Abigail Adams' letter demonstrates that she was worried about the status of women in society. Abigail believed that women should be allowed an equal voice in government and office life, as men were. She also felt that women needed to be educated so they could take on greater responsibility at home and in the community.
In addition to being concerned about the role of women in politics, Abigail Adams also wrote about other issues that bothered her. For example, she commented on the treatment of slaves, which you will see below. She also mentioned the importance of religious freedom, which is discussed in detail in another letter written by Adams that we will look at later.
Finally, Abigail Adams wrote about the need for American industry to manufacture more useful goods that would help make the country wealthier. She suggested that foreign products were causing the United States to become economically dependent on trade, which she felt was not good for America.
She ended her letter by wishing her father good health and happiness.
Abigail Adams addressed letters to her husband, John Adams, requesting that he remember the ladies so that he may grant them independence as well. She claimed that if women were denied their rights, they would rebel. Thus, she asked him to include a mention of women in the upcoming declaration.
These are some of Abigail Adams' comments: "Mr. President, I am now about to enter upon a new scene in my life. I wish you all possible success. When in the course of human events, it is found necessary to abolish the monarchy, it is also necessary to establish republics or democracies. The two things are inseparable. God bless our country!"
She made these comments in a letter to her husband, who was then serving as the first American ambassador to the court of France.
The president at the time, George Washington, had other ideas and decided not to include women in his declaration. However, later on, when Congress asked him to expand on his thoughts, he agreed to write a separate document called "An Additional Article". This article mentioned women along with slaves as "other persons" who were entitled to their own rights.
In conclusion, Abigail Adams asked her husband John to remember the ladies so that he may grant them independence as well.
Abigail Adams likewise feared that if women were not granted more rights, they would revolt. She also prophesied that women would not obey any law in which they were not represented. This would include the Constitution since it had not been written by females for females.
In conclusion, Abigail Adams stated that without their full participation in politics, women would destroy their own cause by refusing to accept what they created. She also predicted that the country would not be fully united until after many years of turmoil caused by women demanding their rights.
Abigail Adams (1744–1818) argued in correspondence with her husband John, as he and other leaders were framing a government for the United States, that the laws of the new nation should recognize women as more than property and protect them from the arbitrary and unrestrained power men held over them.
She was particularly concerned about the status of women in the law regarding slavery. Slavery was an important part of the economy of the time and the country had a large number of slaves. Although the federal government had no role in regulating slavery, each state had the ability to decide for itself how it would be governed. Some states allowed slavery while others did not. Abigail feared that if women were viewed as less than human then so too would their children and slaves. She wrote: "Are our children to be slaves? Are the connections of my husband to be broken on account of my ignorance of law?"
Adams's argument won out and in 1776 Congress passed the first national law granting women the right to own property. The law also prohibited husbands and wives from being sold into slavery one another. This act is now known as the Abigail Adams Law.
Two years later when the Constitution of the United States was being drafted, its founders included equal rights for men and women in their document. They gave women the right to vote and to hold office at the state and federal level.
Abigail Adams wrote to her husband, John Adams, in Philadelphia on March 31, 1776, encouraging him and other members of the Continental Congress to take women's needs in mind as they prepared to battle for American independence from Great Britain. The letter was a response to concerns expressed by several women about the treatment of wives by their husbands if war broke out. It also reflected Abigail's desire to play an active role in politics.
In addition to being married to another political figure (President John Adams), Abigail had been married before, so she knew what it was like to be left alone with children to raise herself. She also knew how difficult it was even with help from others.

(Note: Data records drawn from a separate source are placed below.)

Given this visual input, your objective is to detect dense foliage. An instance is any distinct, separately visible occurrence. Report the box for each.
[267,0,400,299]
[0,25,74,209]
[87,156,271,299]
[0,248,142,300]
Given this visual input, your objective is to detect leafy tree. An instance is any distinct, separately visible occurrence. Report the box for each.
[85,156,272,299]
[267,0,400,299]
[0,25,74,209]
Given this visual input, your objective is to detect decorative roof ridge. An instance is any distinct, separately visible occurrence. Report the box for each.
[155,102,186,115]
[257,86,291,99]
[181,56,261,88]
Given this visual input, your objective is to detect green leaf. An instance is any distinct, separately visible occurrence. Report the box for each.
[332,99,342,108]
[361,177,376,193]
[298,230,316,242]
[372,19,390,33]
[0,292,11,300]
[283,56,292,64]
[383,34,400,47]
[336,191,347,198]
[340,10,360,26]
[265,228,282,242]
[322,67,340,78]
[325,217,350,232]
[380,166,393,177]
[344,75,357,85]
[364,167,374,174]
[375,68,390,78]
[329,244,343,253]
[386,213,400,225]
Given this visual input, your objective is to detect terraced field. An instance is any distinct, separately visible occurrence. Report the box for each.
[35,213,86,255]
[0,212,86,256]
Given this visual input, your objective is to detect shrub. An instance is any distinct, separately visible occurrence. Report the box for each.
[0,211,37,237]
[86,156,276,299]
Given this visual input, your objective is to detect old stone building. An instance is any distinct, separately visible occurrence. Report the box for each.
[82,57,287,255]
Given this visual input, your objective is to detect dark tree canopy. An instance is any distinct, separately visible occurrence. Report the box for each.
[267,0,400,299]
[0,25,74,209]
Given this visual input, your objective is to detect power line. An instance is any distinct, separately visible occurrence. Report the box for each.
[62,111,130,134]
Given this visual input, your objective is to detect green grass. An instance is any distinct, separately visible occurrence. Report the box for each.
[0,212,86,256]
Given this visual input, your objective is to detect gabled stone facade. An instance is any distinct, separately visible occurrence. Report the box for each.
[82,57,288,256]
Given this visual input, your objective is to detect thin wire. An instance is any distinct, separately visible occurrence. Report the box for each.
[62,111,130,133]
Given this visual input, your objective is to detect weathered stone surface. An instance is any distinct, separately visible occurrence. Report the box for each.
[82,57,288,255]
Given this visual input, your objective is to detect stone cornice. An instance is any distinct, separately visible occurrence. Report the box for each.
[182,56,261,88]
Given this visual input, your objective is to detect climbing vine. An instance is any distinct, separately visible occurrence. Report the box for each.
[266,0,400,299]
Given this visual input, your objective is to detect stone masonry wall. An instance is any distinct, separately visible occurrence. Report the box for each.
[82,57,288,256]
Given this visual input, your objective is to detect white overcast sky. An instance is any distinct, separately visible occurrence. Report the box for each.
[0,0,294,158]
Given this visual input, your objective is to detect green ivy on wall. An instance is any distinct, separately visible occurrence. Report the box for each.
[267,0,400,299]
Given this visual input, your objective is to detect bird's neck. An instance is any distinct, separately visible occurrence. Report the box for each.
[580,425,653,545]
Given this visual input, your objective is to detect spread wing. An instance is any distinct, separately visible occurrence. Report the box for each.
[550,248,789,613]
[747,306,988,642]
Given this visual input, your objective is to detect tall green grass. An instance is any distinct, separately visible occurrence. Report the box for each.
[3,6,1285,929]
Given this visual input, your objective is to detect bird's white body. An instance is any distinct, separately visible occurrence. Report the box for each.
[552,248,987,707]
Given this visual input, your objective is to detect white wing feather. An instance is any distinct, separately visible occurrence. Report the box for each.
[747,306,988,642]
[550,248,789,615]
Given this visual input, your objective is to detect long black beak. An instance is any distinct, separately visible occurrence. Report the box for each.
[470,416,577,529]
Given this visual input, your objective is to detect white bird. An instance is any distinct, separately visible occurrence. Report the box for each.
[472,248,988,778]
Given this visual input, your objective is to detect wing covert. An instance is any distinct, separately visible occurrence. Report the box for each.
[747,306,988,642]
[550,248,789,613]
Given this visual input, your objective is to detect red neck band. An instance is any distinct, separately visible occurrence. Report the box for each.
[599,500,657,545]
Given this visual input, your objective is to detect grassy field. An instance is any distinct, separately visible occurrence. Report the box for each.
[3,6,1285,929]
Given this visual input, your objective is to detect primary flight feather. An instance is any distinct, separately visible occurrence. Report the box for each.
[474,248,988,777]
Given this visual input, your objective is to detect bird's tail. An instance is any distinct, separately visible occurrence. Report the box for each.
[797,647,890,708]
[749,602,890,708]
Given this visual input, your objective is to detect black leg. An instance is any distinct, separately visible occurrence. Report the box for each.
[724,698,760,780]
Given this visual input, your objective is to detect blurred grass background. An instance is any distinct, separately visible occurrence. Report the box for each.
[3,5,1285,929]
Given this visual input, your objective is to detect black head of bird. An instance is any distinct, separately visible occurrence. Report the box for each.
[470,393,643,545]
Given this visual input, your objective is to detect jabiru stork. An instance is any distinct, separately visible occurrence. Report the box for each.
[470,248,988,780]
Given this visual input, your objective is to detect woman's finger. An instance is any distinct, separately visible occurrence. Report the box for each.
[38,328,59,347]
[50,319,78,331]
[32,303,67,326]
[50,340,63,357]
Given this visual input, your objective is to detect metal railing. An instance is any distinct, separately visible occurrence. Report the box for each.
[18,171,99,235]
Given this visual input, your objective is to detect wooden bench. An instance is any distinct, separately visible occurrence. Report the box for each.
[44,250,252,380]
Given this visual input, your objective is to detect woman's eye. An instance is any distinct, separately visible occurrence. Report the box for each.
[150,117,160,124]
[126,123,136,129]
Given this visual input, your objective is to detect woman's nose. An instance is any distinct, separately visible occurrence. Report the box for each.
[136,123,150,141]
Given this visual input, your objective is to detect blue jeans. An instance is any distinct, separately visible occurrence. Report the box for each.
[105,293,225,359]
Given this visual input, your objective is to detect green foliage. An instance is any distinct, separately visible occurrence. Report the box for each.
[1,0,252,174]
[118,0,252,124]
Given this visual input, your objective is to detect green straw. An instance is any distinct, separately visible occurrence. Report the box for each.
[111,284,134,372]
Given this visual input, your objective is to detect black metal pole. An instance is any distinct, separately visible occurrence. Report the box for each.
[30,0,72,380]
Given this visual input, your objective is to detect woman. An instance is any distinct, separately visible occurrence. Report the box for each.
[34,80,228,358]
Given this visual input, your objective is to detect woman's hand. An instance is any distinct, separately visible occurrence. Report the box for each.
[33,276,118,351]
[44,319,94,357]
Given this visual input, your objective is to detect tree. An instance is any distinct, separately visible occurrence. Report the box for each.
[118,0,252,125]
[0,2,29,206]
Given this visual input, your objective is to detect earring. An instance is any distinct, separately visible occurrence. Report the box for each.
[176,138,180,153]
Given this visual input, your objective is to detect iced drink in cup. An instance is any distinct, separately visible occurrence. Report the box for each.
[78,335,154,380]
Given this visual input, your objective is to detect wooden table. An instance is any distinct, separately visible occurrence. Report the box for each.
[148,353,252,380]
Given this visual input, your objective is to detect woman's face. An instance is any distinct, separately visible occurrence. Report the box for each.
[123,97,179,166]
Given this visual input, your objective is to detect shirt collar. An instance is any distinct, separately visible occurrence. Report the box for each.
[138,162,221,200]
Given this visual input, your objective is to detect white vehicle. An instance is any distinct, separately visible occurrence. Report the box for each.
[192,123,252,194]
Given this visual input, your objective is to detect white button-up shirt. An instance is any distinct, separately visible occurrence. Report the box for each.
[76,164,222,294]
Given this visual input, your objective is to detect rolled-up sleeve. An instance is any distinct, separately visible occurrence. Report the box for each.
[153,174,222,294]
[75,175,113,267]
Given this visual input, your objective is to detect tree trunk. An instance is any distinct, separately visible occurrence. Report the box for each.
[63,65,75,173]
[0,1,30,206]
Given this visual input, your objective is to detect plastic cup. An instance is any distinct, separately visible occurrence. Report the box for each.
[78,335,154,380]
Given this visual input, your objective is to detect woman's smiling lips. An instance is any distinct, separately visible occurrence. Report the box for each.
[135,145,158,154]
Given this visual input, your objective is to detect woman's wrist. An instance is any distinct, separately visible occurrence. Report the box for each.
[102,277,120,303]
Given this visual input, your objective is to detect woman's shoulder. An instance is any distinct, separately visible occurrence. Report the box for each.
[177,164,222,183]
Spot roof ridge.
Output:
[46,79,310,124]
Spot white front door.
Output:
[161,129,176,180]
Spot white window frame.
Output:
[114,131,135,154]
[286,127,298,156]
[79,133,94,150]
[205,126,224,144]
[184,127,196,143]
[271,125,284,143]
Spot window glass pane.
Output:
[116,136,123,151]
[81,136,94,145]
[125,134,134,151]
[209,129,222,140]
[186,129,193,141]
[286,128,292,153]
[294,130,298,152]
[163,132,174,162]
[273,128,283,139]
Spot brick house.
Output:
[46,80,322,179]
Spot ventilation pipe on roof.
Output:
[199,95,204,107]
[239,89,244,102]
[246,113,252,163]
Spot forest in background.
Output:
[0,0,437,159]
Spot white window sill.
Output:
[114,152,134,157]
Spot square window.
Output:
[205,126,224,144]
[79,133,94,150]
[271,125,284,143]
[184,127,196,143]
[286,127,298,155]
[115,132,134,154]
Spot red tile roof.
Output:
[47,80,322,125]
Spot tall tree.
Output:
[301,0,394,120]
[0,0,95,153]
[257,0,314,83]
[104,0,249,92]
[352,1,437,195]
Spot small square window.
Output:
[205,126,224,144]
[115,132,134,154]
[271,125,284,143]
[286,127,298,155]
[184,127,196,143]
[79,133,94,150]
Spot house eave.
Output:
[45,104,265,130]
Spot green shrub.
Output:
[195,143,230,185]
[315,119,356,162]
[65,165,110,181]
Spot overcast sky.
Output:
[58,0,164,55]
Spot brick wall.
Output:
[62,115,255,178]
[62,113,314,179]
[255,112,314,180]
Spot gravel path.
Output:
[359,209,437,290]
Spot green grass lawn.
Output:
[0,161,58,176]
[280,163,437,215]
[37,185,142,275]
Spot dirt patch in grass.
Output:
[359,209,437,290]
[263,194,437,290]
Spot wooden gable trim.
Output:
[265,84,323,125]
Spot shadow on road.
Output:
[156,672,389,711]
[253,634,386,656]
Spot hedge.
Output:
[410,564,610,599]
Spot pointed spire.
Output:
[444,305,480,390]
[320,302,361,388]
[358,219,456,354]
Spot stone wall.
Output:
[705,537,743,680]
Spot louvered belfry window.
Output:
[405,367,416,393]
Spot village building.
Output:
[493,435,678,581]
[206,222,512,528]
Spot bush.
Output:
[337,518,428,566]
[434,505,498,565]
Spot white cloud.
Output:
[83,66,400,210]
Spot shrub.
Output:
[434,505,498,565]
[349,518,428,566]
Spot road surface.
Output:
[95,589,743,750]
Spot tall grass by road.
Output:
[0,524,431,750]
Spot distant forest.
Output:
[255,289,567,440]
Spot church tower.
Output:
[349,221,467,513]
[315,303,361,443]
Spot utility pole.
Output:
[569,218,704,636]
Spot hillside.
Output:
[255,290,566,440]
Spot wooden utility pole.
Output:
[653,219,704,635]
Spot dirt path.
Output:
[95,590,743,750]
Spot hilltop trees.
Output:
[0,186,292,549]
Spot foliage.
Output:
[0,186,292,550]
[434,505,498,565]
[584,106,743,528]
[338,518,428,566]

So, when fears were raised in Philadelphia about the treatment that women would receive during war times, especially if men were away fighting, Abigail tried to allay these fears by telling everyone what kind of life she expected men to lead if war broke out.
She said that although women would be needed in war, men would be needed too and since families could not be separated, husbands should find ways to bring home food for their wives and children. This advice was not taken lightly by anyone involved in the drafting of policies for the new government, including its first president, John Adams. Both he and Abigail Adams were well aware of the impact that wars in Europe had on families across the Atlantic Ocean.